Although many of the facilities were rustic and in need of repair, the basic buildings were in place. Following renovation of the kitchen and other minor repairs, the Army’s King’s Lake Camp officially welcomed its first campers in June 1999.
The 226-acre camp includes 23 cabins, chapel, dining facility, multi-purpose building, band shell, covered picnic area, and playground equipment, with beautiful views of the lake and mountains all around.
The Army’s challenge and vision was to re-establish the camp as a place that allows for positive change in the hearts and lives of campers, both children and adults.

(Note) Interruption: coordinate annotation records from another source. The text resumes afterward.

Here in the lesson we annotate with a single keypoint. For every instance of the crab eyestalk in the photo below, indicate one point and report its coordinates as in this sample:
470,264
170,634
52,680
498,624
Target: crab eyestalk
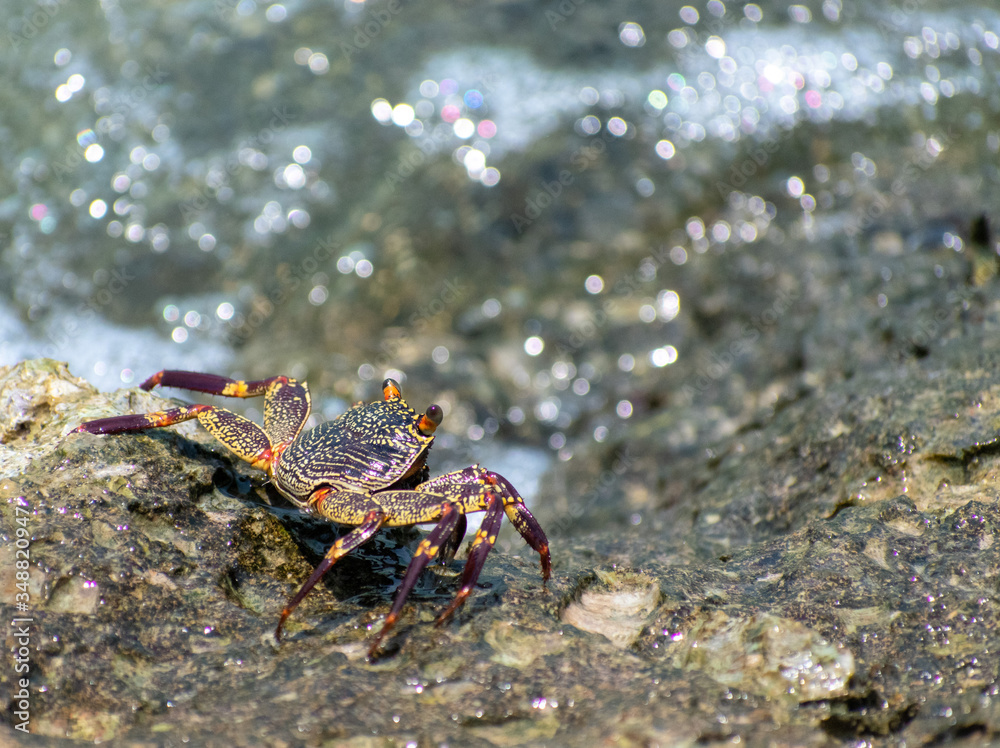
430,420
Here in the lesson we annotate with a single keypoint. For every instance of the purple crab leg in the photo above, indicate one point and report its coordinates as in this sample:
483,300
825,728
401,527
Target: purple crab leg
356,537
526,524
429,547
486,536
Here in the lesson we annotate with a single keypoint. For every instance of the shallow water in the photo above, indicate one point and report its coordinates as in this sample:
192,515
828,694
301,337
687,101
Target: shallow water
537,232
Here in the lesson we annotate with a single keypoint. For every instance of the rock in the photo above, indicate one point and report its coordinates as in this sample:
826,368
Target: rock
157,565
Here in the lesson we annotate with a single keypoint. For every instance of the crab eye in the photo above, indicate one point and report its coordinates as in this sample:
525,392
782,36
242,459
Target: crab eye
390,389
430,420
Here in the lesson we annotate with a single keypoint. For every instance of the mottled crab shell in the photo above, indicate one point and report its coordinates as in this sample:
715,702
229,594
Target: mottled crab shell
369,447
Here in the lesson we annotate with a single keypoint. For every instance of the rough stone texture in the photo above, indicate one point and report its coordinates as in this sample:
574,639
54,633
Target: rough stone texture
857,602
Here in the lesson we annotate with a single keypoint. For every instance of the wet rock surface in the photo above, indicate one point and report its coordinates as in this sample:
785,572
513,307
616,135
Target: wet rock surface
857,603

In order to achieve this vision, the camp advisory council and staff are working to develop a master plan that will address short and long-term facility and program needs that will continue to better serve people involved in our local ministries and the community.
Since 1999, the number of camps offered during the summer has doubled and the number of campers has tripled. This year, a teen camp was held for the first time. Last year, less than 20 campers attended community service camp; this year there were close to 50 children. Interest from community groups has also increased, resulting in the camp being rented out most weekends from spring through fall.
The advisory council, under the leadership of Janet Kincaid, has been instrumental in securing donations of materials and labor to stretch our limited funds.
Renovations to the camp facilities include a new bathhouse, electricity and heat to cabins, remodeling the craft house, dining room and kitchen, building a new boathouse, installing a new dock, installing thermal pane windows in the recreation/fellowship hall and landscaping. The territorial mission team helped with renovations last spring.
Donations from the Rasmuson Foundation, Sierra Del Mar, Southwest and Golden State divisions were instrumental to the completion of this project.
Plans for the future include increased number of summer camp programs, increased community awareness of the camp ministry, developing creative programs (wilderness camp), building a recreation field, conference center, and staff and guest cabins, and developing a solid staff recruitment and training plan.
“The camp has changed so much, even in just this past year,” said Divisional Youth & Candidates’ Secretary Captain John Brackenbury. “But even more important than the physical changes we are making to improve the facilities is the opportunity to positively impact future generations of Alaskans through this ministry.”